Mughal emperor jahangir images of butterflies
Exhibition showcases rare works of folios that have not been published. Some of these portraits were executed by major painters of the royal court, such as Ustad Mansur and Manohar, among the most famous Mughal artists of flora and fauna. Collection opens up research avenues to identify artists, styles and techniques, authenticity of works, years of production, issues of provenances and species of animals and plants.
What emerges from the exhibition is a representation of nature as seen by human beings. The first is the emperor Jahangir, who observed and collected the animals and birds as his prized possessions. The emperor is presented as the ruler of a just and orderly universe, which includes animals, both domesticated and wild, living together in harmony.
How do we view this image and the other portraits in our era of unprecedented extinction of animal, plant, and other nonhuman species because of excessive human activity? Some of the endangered species include the lesser flamingo bird and the mouflon sheep, whose portraits are part of the exhibition. Can we re-imagine nature without human alteration, such as the erosion of forests, and the hunting of wild animals?
Can we also re-think the relationship between humans and nonhumans, which is more equitable? The exhibition ponders over these questions, with the intention of looking afresh at the Jahangiri folios from the perspective of environmental balance, and preserving human-nonhuman inter-relational aesthetics and associations. The nonhuman can be defined in terms of animals, organic and geophysical systems, affectivitybodies, materiality, and technologies.
T hree reasons demand attention toward the nonhuman.
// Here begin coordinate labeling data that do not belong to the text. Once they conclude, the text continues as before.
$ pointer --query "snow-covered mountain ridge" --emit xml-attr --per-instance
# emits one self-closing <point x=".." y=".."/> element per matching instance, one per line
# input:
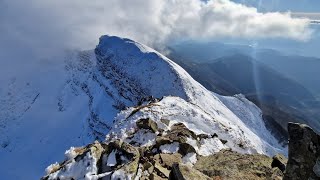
<point x="96" y="93"/>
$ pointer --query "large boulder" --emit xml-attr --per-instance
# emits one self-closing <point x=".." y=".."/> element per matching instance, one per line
<point x="227" y="164"/>
<point x="304" y="153"/>
<point x="185" y="172"/>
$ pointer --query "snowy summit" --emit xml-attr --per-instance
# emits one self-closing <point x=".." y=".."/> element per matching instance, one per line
<point x="102" y="94"/>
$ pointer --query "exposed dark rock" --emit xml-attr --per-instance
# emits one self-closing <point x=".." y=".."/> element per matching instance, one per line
<point x="147" y="124"/>
<point x="169" y="159"/>
<point x="279" y="161"/>
<point x="184" y="172"/>
<point x="231" y="165"/>
<point x="185" y="148"/>
<point x="304" y="153"/>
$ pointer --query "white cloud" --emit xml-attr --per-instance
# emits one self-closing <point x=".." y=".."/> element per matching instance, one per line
<point x="53" y="24"/>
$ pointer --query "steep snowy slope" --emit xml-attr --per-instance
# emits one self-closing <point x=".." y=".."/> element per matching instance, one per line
<point x="74" y="103"/>
<point x="158" y="76"/>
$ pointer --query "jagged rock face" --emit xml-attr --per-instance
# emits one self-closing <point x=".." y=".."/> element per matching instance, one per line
<point x="154" y="152"/>
<point x="304" y="153"/>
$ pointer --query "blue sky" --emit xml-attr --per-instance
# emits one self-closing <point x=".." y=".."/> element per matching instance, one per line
<point x="284" y="5"/>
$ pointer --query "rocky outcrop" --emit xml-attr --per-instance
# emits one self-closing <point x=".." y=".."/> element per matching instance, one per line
<point x="162" y="154"/>
<point x="227" y="164"/>
<point x="304" y="153"/>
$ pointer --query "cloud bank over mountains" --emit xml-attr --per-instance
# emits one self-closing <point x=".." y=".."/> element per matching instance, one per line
<point x="45" y="26"/>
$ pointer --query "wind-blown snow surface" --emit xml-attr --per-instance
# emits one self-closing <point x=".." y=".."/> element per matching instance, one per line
<point x="75" y="103"/>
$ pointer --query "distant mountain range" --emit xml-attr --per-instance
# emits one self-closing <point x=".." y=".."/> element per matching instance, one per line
<point x="280" y="85"/>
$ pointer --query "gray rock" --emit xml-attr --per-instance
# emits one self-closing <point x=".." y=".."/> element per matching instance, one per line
<point x="304" y="153"/>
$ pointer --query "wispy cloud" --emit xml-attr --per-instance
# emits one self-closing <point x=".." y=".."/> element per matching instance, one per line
<point x="44" y="26"/>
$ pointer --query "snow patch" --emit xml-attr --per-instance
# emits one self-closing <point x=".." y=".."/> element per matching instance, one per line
<point x="170" y="148"/>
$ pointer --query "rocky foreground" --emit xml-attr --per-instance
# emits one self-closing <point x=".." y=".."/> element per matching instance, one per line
<point x="174" y="156"/>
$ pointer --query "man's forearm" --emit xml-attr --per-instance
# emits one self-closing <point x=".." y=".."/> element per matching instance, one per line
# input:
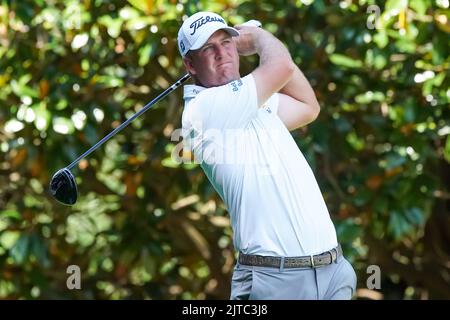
<point x="298" y="87"/>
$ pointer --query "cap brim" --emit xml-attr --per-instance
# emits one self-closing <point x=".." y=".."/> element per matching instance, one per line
<point x="205" y="36"/>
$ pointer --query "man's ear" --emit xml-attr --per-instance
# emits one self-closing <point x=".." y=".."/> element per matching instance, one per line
<point x="189" y="65"/>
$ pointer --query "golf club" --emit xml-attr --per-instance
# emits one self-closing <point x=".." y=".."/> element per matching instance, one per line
<point x="63" y="186"/>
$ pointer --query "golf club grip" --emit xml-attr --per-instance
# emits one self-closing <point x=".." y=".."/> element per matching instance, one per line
<point x="127" y="122"/>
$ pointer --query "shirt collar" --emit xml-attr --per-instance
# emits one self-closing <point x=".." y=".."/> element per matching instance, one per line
<point x="191" y="90"/>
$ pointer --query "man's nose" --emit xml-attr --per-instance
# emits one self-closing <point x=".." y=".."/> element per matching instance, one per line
<point x="220" y="52"/>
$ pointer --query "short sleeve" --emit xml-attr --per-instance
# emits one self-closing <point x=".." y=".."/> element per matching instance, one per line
<point x="231" y="106"/>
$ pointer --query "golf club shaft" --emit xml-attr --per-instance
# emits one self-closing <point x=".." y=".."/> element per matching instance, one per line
<point x="137" y="114"/>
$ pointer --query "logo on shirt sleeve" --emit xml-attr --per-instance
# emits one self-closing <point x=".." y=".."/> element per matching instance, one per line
<point x="236" y="84"/>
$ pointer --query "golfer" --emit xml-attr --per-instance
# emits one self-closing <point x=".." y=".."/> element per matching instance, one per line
<point x="238" y="129"/>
The first is the need to challenge human exceptionalism in the age of the Anthropocene, the current era of climate change where human beings have played the dominant role in significantly altering the environment. The second is that most twenty-first century problems, such as climate change, drought, and famine, involve an engagement with the nonhuman.
Read more: Grusin, Richard, ed. The Nonhuman Turn. Minneapolis: University of Minnesota Press, Jahangir was also fond of hunting birds, such as falcons and hawks, an interest that he frequently writes about in his memoir. The falcon, often presented as a gift to the Mughal king, was a popular subject of folios during the Jahangir period. A few of them have been attributed to the royal artist Ustad Mansur, including a folio from the collection of the Museum of Fine Arts, Boston.
The falcon has been identified as gyrfalcona species of falcon that is one of the fastest animals on earth. The falcon received special attention at the Mughal court because it was mostly accompanied by its caretaker, the falconer, who was responsible for training the bird. He spotted the duck during his travels in Kashmir, and described its presence, in a garden, in poetic language.
The brownish neck of the duck, which is in the front, indicates that it is a female mallard, but its curved feathers are characteristic of its male counterpart. It looks like the artist has combined male and female characteristics in the same bird. Other references include the work of well-known artists Abanindranath Tagore and Ramkinkar Baij.
Tagore initiated the Bengal School of Art that contributed artistically to the Indian National Movement in the twentieth century.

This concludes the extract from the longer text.